One of the most interesting discussions I watched at Expo was on the last day, when your head is barely working enough to find the right auditorium. Investor landscape in transition moderated by the excellent Jonathan Brasse of PEI Media who was trying to make sense of where the market is at the moment.
He got Shiraz Jiwa of the Valesco Group talking about what had driven the last market. Jiwa said property people have a tendency to forget that some investors flit in and out of property, moving their money to wherever they see profits to be made. In the low interest rate period after the GFC, “when allocators are looking at whether to put their capital into equities, private equity, venture capital, etc., it was real estate that started to make a lot of sense.” Jiwa said that once low interest rates kicked in, “you saw fixed-income portfolios who were getting next to nothing on their bond portfolios navigate towards long-income commercial real estate and use that as a proxy. That’s why we saw an incredible yield compression in most places. Here in Germany in the top seven cities, you went from a typical five to six in terms of a cap rate down to less than an eye-watering two.”
Shiraz said that this correlation between interest rates and real estate yields is different than it was. “If you look back at 2007 in London, UK bank base rates were in the fives. City of London cap rates were in the low fours.
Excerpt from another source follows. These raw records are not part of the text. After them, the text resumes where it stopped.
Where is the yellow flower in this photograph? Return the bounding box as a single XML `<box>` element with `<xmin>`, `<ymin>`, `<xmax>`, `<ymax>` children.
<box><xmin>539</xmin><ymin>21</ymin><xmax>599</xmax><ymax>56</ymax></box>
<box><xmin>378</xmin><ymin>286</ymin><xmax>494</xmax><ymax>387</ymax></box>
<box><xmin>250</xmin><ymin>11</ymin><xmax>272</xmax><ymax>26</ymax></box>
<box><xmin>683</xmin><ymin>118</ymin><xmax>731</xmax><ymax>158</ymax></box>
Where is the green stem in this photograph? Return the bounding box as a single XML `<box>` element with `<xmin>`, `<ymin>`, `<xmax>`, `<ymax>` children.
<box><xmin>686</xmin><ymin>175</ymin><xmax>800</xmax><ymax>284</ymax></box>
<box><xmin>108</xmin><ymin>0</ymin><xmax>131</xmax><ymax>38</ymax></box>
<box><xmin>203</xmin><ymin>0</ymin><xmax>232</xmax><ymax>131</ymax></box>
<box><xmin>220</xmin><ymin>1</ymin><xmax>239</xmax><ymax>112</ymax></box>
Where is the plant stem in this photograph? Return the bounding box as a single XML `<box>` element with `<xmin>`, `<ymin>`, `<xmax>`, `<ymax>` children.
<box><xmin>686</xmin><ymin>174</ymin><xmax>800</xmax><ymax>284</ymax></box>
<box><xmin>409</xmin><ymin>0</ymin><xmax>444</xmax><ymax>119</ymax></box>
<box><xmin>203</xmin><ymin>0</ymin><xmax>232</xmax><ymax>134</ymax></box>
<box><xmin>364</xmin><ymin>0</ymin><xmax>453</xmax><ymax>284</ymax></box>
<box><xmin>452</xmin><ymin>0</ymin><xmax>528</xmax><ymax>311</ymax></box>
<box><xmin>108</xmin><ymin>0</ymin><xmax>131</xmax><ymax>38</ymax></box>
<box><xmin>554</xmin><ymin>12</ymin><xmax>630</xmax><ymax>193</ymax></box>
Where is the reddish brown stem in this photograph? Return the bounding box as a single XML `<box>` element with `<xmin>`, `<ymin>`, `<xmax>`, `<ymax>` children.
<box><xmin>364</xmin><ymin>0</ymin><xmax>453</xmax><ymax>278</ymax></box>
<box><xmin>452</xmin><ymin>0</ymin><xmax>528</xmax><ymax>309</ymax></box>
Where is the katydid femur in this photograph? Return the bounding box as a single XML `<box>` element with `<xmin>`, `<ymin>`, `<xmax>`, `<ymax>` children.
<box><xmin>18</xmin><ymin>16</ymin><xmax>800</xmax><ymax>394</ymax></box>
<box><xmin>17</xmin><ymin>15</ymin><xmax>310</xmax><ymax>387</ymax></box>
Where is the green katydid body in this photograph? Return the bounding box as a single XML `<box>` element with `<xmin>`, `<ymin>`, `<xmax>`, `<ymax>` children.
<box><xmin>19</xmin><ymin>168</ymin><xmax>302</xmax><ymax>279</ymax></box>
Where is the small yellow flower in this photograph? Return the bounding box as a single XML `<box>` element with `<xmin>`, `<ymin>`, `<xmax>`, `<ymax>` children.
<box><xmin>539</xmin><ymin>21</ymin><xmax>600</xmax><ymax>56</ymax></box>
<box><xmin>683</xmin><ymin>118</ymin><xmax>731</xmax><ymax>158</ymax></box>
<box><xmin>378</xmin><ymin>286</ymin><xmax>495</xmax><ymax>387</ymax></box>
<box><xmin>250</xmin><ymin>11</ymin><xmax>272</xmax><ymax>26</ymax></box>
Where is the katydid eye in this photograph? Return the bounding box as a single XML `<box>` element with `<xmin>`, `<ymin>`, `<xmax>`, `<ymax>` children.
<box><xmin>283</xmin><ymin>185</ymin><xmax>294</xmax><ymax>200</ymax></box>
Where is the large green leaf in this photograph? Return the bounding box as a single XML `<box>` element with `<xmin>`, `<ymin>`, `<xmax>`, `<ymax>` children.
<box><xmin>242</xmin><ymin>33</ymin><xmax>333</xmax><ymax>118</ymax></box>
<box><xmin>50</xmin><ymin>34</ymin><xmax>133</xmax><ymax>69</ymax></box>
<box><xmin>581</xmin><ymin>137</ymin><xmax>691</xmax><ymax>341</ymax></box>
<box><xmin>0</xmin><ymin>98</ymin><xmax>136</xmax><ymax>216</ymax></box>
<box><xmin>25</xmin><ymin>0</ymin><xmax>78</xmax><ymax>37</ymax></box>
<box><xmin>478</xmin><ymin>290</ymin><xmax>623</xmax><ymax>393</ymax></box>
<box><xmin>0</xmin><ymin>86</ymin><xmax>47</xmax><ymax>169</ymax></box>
West End was even tighter.”
The microphone then got passed to Argie Taylor of BNP Paribas Real Estate, who spoke about a significant transaction underway in the German capital called Berlin Upper West. It’s a big office building built in 2017 that as a €400 million-plus asset attracted 37 bids. “That’s nine billion of cash chasing an office investment,” he said, unable to avoid hyperbole entirely. Who was bidding? “It was genuinely a who’s who of real estate,” he claims. Sovereign funds, American money, European funds and German open-ended funds.
Taylor was realistic in his assessment of how much importance to read into this emerging transaction. “This one is unique, ok? This is a genuinely quality office building, built in 2017 with no competing stock coming online because there’s financing for the next phase of office construction. Not many people are doing speculative offices right now, so there are huge barriers to entry.”
As a prime located asset, he says the building appeals to global occupiers as well as the German occupiers. “What [this deal] shows is that the global investor community is fundamentally sector agnostic. You hear across the board that all anyone wants is beds and sheds, and of course data centers. But for the right priced asset, which has the right risk profile, there is global interest.”
Of course, Taylor’s view is that of an enthusiastic agent. All signs that point towards liquidity are welcome ones for brokers. Speaking afterwards, Petra Blažková (LaSalle Investment) suggested rather more soberly that it remains to be seen how deep these pools of equity are — and whether investors have an appetite to spend them.